The final reproach of the saints, when truth itself is branded as hate.
From the earliest days of the church, the saints of God have endured the reproach of being called what they are not. To stand for truth has always been to invite slander, and to speak the Word of God faithfully has never been received without hostility. As Jesus Himself said, “Blessed are you when they revile and persecute you, and say all kinds of evil against you falsely for My sake” (Matthew 5:11). History testifies that the righteous have consistently been accused of hatred, malice, and cruelty when, in reality, they were bearing witness to the love and holiness of God.
In our present age, particularly since the cultural shifts of the early twenty-first century, a new distortion has arisen. It is no longer permissible in much of society to disagree with the prevailing moral fashions without being branded a hater. A deliberate conflation has been made between disagreement and hatred, as if to question the legitimacy of homosexual practice or transgender ideology were to harbor malice against those who embrace it. But disagreement is not hatred. To call sin what Scripture calls sin is not to despise the sinner, but to speak truth in love (Ephesians 4:15), the truth that alone can set men free (John 8:32).
This inversion of meaning is no accident. It is the inevitable fruit of a culture that prefers sentimentality over truth, appearance over substance, and human approval over divine authority. The saints of God must see it for what it is: an attempt by the spirit of the age to silence the proclamation of the gospel by weaponizing false accusation. For if every Christian who holds to biblical teaching is deemed a “hater,” then every genuine believer is, by that definition, worthy of scorn and—according to some—even worthy of destruction.
And make no mistake, saint: the false accusers of the brethren have almost always come from within the ranks of what calls itself Christendom. Nearly all the martyrs of the last two thousand years were condemned at the insistence of religious institutions, who sought to preserve their own influence and protect their own power. Secular authorities and atheists may join in, but the fiercest opposition is often religious. Those who speak the truth boldly are always a danger to the religious establishment, because they expose its corruption, its hypocrisy, and its lifeless form. And so the institutions respond either by silencing themselves in cowardice or by attacking the voices of truth with fury—denouncing, separating, and historically, even putting to death those who dared to stand in the light of God’s Word.

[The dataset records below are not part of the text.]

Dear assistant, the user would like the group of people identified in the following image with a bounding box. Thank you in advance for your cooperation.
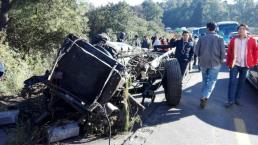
[138,22,258,108]
[175,23,258,108]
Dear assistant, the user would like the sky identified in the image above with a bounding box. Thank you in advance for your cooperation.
[79,0,244,7]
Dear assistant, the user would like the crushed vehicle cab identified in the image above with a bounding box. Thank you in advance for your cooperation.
[21,34,182,143]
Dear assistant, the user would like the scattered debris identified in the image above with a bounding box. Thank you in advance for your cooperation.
[47,122,80,143]
[3,34,182,143]
[0,110,20,125]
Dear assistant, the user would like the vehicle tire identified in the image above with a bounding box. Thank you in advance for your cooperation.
[163,58,182,106]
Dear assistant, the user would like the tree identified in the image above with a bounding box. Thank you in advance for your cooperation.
[141,0,164,22]
[7,0,88,54]
[0,0,15,31]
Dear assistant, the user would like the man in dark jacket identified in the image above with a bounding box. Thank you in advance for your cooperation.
[195,22,225,108]
[154,31,194,75]
[170,31,194,75]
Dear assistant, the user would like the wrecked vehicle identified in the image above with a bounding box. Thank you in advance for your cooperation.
[19,34,182,142]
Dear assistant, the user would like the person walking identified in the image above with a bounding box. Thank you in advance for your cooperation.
[132,35,141,47]
[141,35,151,49]
[154,31,194,75]
[0,61,5,80]
[195,22,225,108]
[225,24,258,108]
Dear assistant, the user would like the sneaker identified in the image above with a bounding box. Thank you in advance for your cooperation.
[225,102,234,108]
[200,98,208,108]
[235,99,240,106]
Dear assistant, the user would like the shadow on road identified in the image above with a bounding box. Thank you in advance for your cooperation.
[144,76,258,135]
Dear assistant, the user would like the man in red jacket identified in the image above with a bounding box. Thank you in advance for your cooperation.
[225,24,258,108]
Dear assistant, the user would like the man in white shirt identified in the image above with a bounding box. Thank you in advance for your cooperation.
[225,24,258,108]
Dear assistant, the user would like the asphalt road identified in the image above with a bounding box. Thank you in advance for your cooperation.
[124,64,258,145]
[0,67,258,145]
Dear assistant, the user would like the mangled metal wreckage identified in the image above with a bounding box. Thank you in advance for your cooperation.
[25,34,182,142]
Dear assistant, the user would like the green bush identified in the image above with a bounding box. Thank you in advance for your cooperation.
[0,32,52,95]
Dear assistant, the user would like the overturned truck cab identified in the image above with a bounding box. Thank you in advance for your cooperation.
[22,34,182,142]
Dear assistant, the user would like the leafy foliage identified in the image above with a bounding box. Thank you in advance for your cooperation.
[7,0,88,54]
[160,0,258,28]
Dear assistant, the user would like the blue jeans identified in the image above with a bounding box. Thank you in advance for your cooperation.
[201,65,220,98]
[228,66,248,102]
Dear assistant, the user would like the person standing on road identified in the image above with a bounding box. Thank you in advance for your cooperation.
[195,22,225,108]
[141,35,151,49]
[0,61,5,80]
[225,24,258,108]
[132,35,141,47]
[154,31,194,75]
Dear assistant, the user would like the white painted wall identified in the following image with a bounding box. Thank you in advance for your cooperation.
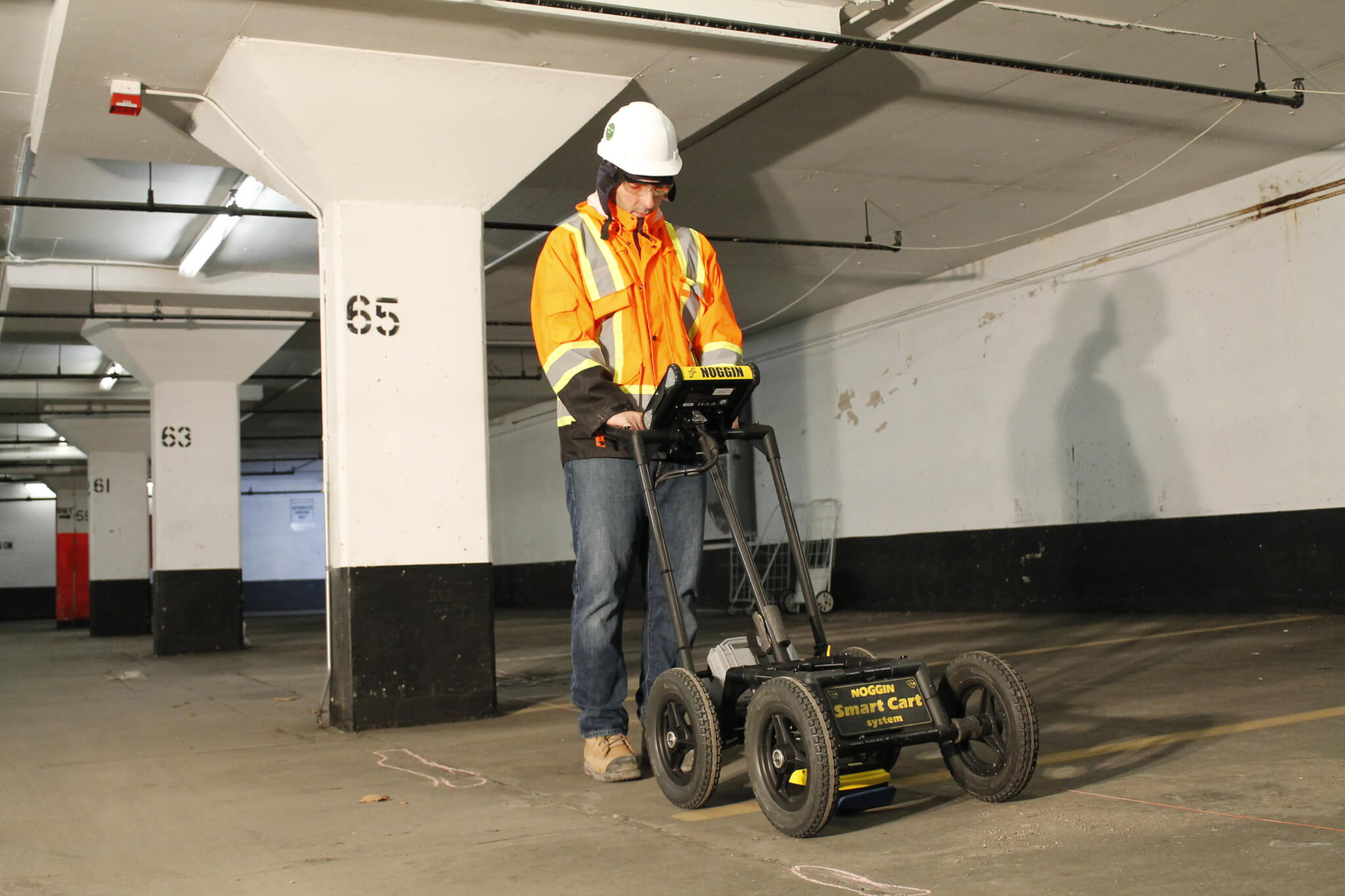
[491,148,1345,565]
[242,469,327,582]
[489,402,574,566]
[89,452,149,582]
[748,138,1345,536]
[0,482,56,588]
[149,380,242,570]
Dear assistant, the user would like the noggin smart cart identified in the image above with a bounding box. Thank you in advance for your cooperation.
[608,364,1037,837]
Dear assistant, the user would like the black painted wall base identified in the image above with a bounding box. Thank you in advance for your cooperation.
[89,579,152,638]
[328,563,495,731]
[833,509,1345,612]
[496,509,1345,612]
[153,570,244,657]
[0,586,56,622]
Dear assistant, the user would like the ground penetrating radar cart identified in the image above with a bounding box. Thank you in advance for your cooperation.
[608,364,1037,837]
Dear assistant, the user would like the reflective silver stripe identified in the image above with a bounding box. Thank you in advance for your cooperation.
[676,227,702,283]
[546,343,606,393]
[682,291,701,340]
[597,312,621,370]
[576,215,624,298]
[701,348,742,367]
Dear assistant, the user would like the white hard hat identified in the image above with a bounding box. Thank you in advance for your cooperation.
[597,102,682,177]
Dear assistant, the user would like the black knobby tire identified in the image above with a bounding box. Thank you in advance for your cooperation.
[742,678,837,837]
[939,650,1038,803]
[644,666,722,809]
[841,647,901,771]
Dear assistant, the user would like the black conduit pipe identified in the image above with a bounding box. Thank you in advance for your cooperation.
[499,0,1304,109]
[0,196,901,252]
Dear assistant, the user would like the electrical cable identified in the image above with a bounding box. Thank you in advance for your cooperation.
[742,249,858,333]
[752,179,1345,362]
[902,99,1246,253]
[141,87,323,221]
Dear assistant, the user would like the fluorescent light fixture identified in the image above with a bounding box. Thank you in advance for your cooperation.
[99,362,127,393]
[177,176,267,277]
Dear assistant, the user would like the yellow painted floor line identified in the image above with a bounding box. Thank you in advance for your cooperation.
[672,706,1345,821]
[996,614,1321,657]
[1065,790,1345,834]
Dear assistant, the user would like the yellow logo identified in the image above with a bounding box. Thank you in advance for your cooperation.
[682,364,752,380]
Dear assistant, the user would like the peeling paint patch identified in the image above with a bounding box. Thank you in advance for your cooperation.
[837,389,860,423]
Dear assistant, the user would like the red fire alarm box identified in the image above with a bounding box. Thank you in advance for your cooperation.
[108,81,141,116]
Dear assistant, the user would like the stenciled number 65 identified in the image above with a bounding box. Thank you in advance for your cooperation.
[345,295,402,336]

This is the way of religion versus relationship. It has always been so, and it will always be so until the end of the age. Jesus reserved His harshest words not for pagans or atheists, but for the Pharisees, the Sadducees, and the scribes—the religious authorities of His day (Matthew 23). Though divided among themselves, Pharisees and Sadducees, Herodians and Zealots, even Rome itself, found common cause in their hatred of Christ. In an unholy alliance, they conspired to destroy Him because His very presence threatened every institution and every system of control. And kill Him they did.
That same religious spirit has not died. It has persisted through the centuries, raising its hand against prophets, apostles, reformers, and martyrs. And it remains strong today. As the end draws nearer, that spirit will only intensify, aligning with worldly powers to silence, discredit, and ultimately destroy those who walk in genuine relationship with the Lord Jesus Christ. For “the time is coming when whoever kills you will think he offers God service” (John 16:2).
Therefore, the genuine saint must not shrink back. He or she must understand that as the darkness increases, so too will the accusations, the betrayals, and the persecutions. Yet none of this is strange, for our Lord told us beforehand: “If the world hates you, you know that it hated Me before it hated you” (John 15:18). The darkness hates the light and will always seek to extinguish it (John 3:19–20).
But take heart. The slanders of men are but passing shadows. The record of heaven is clear, and the Judge of all the earth will vindicate His people. To be falsely accused is grievous, yes, but it is also glorious—it means we are walking in the footsteps of prophets, apostles, martyrs, and of Christ Himself, who “was despised and rejected by men, a Man of sorrows and acquainted with grief” (Isaiah 53:3).
So let the saints stand firm. Let them embrace the reproach of Christ as greater riches than the treasures of Egypt (Hebrews 11:26). For though the world brands them as haters, heaven knows them as beloved, faithful witnesses of the Light. And as the night grows darker, their testimony will shine all the more brightly until the Day dawns and the Morning Star arises in their hearts (2 Peter 1:19).